Stranamente pensò che le scarpe erano l’ultimo oggetto, che vide essere davanti alla porta del bagno. Allora si soffermò, ne prese una in mano e se la portò sotto le narici. Diede prima una debole poi una lunga aspirata e la lasciò cadere disgustato. Vide dietro la porta vetrata del bagno l’ombra della sua amante, volse lo sguardo sulla destra e notò altre due paia di scarpe sotto il letto matrimoniale.
Furtivo entrò nella camera facendo attenzione se lei l’avesse sentito e se stesse quindi uscendo dal bagno. Tutto tranquillo.
Raccolse dapprima un paio, odorò velocemente la destra e con più attenzione la sinistra. Con espressione sempre più disgustata le lasciò cadere così come venne. Ne prese poi solo una dell’altro paio ed aspirò compulsivamente come uno sniffatore di cocaina completamente intossicato da tempo. Scagliò la scarpa lontano, facendola atterrare dall’altra parte del letto. Cercò di mascherare il più possibile il suo disappunto poi si diresse veloce verso il bagno, ed aprì la porta socchiusa. Lei era tutta nuda e si stava sciacquando.
- Vieni caro, ho fatto prima possibile…
- Ok, vengo VENGO subito da te… - ed in un battibaleno anche lui era ignudo come mamma l’aveva generato.

Copularono tre volte, la prima in bagno e le altre due sul letto matrimoniale.
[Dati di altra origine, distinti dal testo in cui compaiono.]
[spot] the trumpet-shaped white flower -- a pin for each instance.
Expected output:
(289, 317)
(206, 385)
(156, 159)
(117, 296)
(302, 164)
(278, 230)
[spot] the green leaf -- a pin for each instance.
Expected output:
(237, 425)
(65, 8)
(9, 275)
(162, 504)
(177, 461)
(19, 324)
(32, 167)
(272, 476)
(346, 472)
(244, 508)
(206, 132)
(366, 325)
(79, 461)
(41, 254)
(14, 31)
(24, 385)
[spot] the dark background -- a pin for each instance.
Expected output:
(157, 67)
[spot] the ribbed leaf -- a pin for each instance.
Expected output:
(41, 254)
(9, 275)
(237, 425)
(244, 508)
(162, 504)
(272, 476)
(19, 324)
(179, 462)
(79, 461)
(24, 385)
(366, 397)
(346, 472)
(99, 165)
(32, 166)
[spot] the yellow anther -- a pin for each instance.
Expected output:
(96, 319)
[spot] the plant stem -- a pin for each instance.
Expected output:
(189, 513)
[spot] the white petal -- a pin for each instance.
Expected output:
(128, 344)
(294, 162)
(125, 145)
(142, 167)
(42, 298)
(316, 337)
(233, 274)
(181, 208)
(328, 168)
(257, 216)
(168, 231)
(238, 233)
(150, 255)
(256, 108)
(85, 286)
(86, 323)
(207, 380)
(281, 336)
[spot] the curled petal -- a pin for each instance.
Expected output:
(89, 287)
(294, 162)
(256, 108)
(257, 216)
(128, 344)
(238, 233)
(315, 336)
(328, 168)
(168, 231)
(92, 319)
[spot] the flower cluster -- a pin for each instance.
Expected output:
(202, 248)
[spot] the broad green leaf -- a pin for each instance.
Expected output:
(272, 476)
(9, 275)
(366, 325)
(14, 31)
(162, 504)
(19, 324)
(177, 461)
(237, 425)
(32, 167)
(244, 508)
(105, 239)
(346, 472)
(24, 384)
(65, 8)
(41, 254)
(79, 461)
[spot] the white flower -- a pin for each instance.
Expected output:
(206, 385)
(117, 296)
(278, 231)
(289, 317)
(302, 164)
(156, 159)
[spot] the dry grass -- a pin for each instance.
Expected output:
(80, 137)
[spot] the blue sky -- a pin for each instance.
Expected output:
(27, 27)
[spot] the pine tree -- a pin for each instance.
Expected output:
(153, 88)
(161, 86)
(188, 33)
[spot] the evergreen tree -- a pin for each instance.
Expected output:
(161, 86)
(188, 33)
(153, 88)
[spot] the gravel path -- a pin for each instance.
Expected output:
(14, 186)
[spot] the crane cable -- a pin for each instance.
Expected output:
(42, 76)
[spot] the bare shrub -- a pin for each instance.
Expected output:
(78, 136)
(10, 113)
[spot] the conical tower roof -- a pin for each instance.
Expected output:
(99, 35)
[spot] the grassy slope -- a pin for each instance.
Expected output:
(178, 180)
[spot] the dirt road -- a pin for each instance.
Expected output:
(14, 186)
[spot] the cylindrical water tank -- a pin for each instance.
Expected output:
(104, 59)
Dopo si riposarono un po’ poi lui prese coraggio:
- Cara, avrei… - ma tentennava: erano amanti da mesi, ma ancora non le aveva detto tutte le sue idee sul sesso e sulle attività connesse che a lui eccitavano molto.
- Dimmi, non aver timore…
- Cara, ma perché le tue scarpine non puzzano?

Lei rise a squarciagola, non riusciva a fermare il torrente che si divideva in più rivoli, e le scendeva dalle guance.
- Be’, se ti sembro così stupido posso anche andarmene… - lui aveva pensato che lei intuendo la sua mania lo stesse prendendo in giro. Fece per alzarsi di scatto. Lei gli sbatte la mano sul petto con uno schiocco:
- Vieni con me, capirai, dai seguimi.

Uscirono dalla stanza e percorsero il corridoio. Lei si fermò davanti una porta e l’aprì. Come per incanto invece di una stanza apparve un ascensore. Entrarono e salirono. La logica ora voleva che sarebbero usciti almeno in un pianerottolo ed invece…
Le porte dell’ascensore s’aprirono. Rosella Uaro in Manzoni continuava a sorridere.
Davanti a loro c’era una grossa cassaforte.
Lui stupito non si trattenne più:
- Ma che cos’è: da un ascensore ad una cassaforte…che gioco è mai questo?
- Aspetta… - lei cominciò ad armeggiare, con l’occhio sinistro sceglieva i numeri, che digitava ma coprendoli con il palmo, e con l’occhio destro controllava l’amante.

Poi la cassaforte s’aprì. Un’enorme stanza sembrava ampliarsi all’infinito. Insomma era talmente ampia che non si vedevano i muri che delimitavano l’altro lato.
Era più un magazzino che una stanza…ed era pieno zeppo di scarpe da donna perfettamente allineate. In ogni paio vi era un numerino a contrassegnarlo.
- Adesso capisci perché le mie scarpine non puzzano?